Outro aspeto a ser tido em conta é o facto de, como refere Tercio Redondo (2012), “no campo das ciências que surgiram nos primórdios do século XX nenhuma [outra ter] estabelec[ido] com a literatura vínculos tão estreitos quanto o fez a Psicanálise” (p. i). Obviamente que o crítico se refere apenas à literatura produzida no ocidente, pois o peso da psicanálise é rarefeito nas literaturas latino-americanas, asiáticas ou africanas nesse mesmo período. Deste modo, Redondo (2012) afirma ainda,
desde os primeiros estudos sobre a histeria, o campo da investigação freudiana interagiu com as artes em geral e a literatura em particular. Segundo o médico vienense, o texto literário corroborava as descobertas da clínica; além disso, oferecia à pesquisa modelos que se ajustavam a construções teóricas complexas, como se deu na formulação do chamado conflito edipiano. Por outro lado, a fatura literária passou ela mesma a ser alvo da investigação psicanalítica, sendo inúmeros os exemplos dessa atividade exegética, que vão do comentário ligeiro à discussão exaustiva de textos de prosa ficcional, como a que Freud realizou em torno do conto O homem de areia, de E.T.A. Hoffmann. (p. i)
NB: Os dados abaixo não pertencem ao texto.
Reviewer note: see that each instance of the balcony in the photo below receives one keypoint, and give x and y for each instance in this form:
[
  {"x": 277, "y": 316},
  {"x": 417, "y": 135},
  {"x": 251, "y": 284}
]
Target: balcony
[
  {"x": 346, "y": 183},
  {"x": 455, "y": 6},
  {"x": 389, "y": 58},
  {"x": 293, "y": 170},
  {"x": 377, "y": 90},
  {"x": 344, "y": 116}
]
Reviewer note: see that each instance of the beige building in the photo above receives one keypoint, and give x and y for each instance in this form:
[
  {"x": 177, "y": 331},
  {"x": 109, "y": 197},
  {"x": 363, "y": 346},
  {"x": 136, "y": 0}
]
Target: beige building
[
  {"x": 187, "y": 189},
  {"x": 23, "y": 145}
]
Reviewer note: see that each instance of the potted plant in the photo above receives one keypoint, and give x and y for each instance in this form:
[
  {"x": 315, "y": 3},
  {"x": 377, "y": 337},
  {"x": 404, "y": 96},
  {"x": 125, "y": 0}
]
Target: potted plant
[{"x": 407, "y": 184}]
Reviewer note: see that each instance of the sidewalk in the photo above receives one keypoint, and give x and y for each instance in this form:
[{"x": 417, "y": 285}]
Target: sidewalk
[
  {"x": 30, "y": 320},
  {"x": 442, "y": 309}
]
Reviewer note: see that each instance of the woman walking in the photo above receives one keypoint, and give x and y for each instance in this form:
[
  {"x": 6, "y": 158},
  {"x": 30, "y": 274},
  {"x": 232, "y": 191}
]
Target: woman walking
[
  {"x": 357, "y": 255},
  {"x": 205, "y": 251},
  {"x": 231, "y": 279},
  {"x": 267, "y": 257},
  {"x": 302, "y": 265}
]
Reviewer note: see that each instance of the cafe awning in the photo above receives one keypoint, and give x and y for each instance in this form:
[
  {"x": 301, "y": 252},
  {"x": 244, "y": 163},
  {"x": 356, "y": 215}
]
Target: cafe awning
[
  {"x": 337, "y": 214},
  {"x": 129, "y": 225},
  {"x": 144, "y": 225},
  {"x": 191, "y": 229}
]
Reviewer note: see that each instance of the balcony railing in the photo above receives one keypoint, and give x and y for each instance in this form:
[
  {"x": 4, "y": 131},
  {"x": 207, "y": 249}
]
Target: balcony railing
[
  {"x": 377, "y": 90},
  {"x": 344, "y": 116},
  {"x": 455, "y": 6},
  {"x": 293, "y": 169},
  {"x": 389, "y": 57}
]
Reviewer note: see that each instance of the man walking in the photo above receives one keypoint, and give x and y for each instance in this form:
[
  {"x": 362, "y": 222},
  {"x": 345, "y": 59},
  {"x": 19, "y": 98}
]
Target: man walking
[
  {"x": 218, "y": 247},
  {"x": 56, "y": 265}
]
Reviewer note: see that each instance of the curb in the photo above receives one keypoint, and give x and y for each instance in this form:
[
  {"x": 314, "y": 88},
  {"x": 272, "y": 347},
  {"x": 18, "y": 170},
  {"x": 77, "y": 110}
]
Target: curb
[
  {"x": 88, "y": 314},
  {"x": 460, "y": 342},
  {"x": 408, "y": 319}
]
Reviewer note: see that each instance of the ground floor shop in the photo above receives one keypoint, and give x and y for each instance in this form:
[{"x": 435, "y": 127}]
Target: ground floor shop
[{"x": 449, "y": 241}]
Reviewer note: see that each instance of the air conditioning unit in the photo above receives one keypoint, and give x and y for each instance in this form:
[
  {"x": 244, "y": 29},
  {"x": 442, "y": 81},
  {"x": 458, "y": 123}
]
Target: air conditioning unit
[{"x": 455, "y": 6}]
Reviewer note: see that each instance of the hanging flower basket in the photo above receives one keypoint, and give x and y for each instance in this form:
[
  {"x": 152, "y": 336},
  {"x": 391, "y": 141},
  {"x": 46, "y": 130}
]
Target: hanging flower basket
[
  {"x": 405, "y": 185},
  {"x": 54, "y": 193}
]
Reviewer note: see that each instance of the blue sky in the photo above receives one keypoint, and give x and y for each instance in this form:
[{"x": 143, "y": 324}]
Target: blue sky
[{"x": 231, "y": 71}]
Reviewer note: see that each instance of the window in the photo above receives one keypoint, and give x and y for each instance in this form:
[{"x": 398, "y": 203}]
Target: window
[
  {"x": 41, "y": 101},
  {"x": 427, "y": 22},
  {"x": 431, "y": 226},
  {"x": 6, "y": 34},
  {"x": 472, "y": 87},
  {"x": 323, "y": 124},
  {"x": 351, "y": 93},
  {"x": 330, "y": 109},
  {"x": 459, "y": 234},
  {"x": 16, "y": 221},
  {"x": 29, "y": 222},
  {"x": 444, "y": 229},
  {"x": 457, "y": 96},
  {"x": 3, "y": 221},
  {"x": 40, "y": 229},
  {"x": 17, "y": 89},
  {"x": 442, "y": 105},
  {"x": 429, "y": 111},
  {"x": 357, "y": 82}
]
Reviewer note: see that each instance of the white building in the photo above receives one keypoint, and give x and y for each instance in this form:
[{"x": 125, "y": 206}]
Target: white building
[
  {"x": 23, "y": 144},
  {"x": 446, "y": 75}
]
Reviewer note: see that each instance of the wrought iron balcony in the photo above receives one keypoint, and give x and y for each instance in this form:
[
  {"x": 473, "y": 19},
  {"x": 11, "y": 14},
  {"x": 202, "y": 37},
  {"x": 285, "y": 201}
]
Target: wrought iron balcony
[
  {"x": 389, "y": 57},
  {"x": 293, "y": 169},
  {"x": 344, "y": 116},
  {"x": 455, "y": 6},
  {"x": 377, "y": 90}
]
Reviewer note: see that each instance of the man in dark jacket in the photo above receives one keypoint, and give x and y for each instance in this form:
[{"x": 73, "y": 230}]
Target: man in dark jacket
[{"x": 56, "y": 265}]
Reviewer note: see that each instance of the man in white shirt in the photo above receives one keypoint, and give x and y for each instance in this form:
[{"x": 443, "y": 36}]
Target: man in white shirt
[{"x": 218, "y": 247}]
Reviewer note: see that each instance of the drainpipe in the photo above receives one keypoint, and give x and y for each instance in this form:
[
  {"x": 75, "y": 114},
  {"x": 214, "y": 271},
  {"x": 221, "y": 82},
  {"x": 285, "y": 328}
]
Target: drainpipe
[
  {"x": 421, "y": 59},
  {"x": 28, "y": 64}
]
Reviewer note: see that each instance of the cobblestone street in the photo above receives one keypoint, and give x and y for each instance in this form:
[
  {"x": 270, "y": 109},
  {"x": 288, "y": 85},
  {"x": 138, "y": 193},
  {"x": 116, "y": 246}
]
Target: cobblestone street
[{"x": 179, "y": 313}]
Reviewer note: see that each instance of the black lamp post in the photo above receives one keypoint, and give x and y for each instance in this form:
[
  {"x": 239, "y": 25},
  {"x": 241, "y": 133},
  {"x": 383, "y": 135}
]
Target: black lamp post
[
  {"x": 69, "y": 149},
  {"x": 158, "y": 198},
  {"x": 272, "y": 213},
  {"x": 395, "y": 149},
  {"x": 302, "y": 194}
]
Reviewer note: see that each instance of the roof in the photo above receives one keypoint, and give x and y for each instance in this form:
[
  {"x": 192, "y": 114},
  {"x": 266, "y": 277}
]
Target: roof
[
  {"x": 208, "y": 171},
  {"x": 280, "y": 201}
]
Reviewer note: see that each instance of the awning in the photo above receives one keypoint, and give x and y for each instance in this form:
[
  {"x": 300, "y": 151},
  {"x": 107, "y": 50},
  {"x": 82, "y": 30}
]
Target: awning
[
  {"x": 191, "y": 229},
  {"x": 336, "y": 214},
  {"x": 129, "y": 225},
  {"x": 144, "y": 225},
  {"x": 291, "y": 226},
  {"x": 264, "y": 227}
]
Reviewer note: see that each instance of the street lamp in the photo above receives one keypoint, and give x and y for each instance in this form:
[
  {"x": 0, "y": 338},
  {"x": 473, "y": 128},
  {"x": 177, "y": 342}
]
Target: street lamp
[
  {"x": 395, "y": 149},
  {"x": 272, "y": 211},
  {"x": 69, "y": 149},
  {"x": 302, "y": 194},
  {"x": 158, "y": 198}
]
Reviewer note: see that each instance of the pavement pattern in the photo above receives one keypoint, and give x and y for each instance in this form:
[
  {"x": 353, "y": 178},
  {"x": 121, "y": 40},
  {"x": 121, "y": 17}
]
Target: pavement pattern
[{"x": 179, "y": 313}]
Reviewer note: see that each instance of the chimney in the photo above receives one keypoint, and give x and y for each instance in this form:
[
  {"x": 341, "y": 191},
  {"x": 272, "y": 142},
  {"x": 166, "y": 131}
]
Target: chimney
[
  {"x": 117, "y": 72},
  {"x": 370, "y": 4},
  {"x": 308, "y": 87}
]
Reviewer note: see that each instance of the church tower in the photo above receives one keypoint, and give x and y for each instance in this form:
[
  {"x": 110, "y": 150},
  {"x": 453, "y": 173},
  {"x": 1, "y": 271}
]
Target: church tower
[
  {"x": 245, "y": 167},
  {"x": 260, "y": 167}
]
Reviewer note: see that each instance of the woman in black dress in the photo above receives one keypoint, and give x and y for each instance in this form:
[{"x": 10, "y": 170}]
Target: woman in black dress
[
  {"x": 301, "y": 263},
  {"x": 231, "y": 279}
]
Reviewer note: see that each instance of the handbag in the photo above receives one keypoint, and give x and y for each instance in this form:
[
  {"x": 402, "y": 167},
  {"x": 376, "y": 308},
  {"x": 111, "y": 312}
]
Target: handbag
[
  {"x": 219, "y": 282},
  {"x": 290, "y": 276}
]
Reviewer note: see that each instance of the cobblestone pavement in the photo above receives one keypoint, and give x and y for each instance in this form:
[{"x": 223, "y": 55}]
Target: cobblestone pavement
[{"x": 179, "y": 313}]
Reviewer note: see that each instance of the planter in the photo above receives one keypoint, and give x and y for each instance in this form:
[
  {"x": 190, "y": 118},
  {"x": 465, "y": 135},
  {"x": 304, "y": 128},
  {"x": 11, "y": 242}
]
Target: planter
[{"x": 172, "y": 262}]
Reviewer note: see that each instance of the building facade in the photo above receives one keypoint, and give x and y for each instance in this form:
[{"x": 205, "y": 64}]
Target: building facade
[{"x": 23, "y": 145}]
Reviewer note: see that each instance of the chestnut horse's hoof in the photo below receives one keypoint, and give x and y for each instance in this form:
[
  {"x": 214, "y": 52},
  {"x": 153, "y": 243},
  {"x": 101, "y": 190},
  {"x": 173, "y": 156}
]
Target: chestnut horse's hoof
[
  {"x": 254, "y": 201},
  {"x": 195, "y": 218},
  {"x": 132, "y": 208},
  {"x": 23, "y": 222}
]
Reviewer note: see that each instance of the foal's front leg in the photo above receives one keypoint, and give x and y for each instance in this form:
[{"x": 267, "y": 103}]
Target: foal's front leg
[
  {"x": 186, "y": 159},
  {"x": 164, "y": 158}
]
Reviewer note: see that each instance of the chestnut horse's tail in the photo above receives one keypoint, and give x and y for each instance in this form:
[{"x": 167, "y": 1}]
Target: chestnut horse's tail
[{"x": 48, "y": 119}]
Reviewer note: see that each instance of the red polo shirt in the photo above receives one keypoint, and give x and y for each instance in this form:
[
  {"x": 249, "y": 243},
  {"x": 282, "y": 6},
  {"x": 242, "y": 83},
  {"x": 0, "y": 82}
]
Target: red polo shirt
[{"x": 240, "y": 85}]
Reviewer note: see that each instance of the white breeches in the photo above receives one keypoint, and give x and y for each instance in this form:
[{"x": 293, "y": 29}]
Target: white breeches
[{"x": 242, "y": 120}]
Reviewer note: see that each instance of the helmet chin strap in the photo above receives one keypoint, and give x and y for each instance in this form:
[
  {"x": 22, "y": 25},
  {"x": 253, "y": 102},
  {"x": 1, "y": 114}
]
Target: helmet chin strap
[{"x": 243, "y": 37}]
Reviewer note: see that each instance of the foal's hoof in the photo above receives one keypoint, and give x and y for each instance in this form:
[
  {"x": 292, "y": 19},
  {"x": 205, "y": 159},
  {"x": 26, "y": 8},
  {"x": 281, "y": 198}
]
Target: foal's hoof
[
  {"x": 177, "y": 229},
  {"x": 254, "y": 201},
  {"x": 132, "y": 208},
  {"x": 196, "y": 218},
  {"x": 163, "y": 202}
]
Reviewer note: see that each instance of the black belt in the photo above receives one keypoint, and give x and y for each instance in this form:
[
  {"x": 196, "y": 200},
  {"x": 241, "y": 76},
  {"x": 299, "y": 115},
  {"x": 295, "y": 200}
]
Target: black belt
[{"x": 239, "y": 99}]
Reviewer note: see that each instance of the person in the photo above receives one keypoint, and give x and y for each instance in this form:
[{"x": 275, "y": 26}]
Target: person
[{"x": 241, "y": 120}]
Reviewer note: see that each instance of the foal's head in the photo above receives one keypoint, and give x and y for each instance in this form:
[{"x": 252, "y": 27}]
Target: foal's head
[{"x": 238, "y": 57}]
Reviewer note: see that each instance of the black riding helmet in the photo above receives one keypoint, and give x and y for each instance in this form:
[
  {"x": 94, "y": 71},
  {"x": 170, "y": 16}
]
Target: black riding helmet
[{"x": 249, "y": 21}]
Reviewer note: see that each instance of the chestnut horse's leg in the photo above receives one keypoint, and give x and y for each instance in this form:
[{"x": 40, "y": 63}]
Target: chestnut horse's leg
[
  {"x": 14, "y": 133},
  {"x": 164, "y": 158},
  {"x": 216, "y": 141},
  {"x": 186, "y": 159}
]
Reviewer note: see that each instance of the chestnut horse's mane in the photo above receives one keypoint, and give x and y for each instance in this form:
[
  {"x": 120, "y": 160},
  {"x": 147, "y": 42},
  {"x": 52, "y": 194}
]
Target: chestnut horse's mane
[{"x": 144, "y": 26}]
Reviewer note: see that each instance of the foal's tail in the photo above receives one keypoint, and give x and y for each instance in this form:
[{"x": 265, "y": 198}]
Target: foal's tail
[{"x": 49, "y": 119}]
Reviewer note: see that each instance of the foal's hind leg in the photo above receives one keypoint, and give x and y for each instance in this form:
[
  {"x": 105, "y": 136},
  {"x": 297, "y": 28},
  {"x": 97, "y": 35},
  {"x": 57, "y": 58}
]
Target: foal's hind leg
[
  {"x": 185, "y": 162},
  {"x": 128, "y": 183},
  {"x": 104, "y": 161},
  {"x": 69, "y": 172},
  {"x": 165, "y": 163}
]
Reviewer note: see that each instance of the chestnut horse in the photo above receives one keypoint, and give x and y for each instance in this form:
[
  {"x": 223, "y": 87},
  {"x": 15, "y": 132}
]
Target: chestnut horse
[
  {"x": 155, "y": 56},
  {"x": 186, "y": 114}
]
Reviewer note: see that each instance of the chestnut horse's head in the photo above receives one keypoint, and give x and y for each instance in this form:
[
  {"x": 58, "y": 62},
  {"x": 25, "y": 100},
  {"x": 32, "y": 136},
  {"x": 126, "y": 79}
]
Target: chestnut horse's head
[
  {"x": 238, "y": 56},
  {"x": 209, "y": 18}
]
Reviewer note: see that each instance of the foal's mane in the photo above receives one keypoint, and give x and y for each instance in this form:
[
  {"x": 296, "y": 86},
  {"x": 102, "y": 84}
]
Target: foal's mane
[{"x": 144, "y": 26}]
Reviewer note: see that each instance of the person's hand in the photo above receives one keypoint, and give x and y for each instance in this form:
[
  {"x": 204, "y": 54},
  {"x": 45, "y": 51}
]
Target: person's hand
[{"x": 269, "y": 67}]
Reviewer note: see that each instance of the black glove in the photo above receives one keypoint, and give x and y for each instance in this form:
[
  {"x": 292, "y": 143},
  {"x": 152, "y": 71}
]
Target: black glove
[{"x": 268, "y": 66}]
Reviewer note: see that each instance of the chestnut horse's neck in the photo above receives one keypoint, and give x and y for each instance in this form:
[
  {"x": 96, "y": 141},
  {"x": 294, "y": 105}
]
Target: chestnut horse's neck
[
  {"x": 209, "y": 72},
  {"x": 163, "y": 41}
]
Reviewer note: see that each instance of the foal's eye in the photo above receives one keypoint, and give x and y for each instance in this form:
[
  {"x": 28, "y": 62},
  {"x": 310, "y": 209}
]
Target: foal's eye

Desde sempre, as tentativas de se realizar uma “psicanálise do texto” têm sido alvo de críticas, tanto por parte de escritores como de críticos literários incomodados com a preocupação excessivamente conteudística de Freud, em detrimento da análise da forma, que seria irredutível a seu método, embora essa análise continue a vingar (Allen, 2020; Brooks, 1994; Ellmann, 2014; entre outros). O fascínio gerado pela família Mann é disso exemplo e parece não se assustar com tais críticas. De acordo com Richard Miskolci (2003), o interesse por Júlia Mann e pela sua descendência brasileira foi “estudado como influência na obra de seus descendentes, de forma a-histórica através de abordagens psicanalíticas” (p. 159). Desses títulos fazem parte um estudo biográfico-familiar da socióloga alemã Marianne Krüll, Na Rede dos Magos (1997), e um romance inspirado em sua biografia, de João Silvério Trevisan, Ana em Veneza (1998), entre outros. O romance de Gersão situa-se, deste modo, numa tradição literária à volta da figura de Júlia Mann, a progenitora do Nobel da Literatura, Thomas Mann, e do não menos famoso escritor, Heinrich Mann.
1. O Erro de Freud
Freud, narrador-personagem no livro de Gersão (2021), declara, questionando a disciplina por si criada como forma de redenção do ser humano:
sempre tendi a ser céptico sobre a nossa espécie, o ser humano é um barro impuro. Acreditei que era possível aperfeiçoá-lo e libertá-lo - mas poderá de facto a Psicanálise levar-nos ao domínio das pulsões negativas e à construção de uma sociedade civilizada? (p. 14)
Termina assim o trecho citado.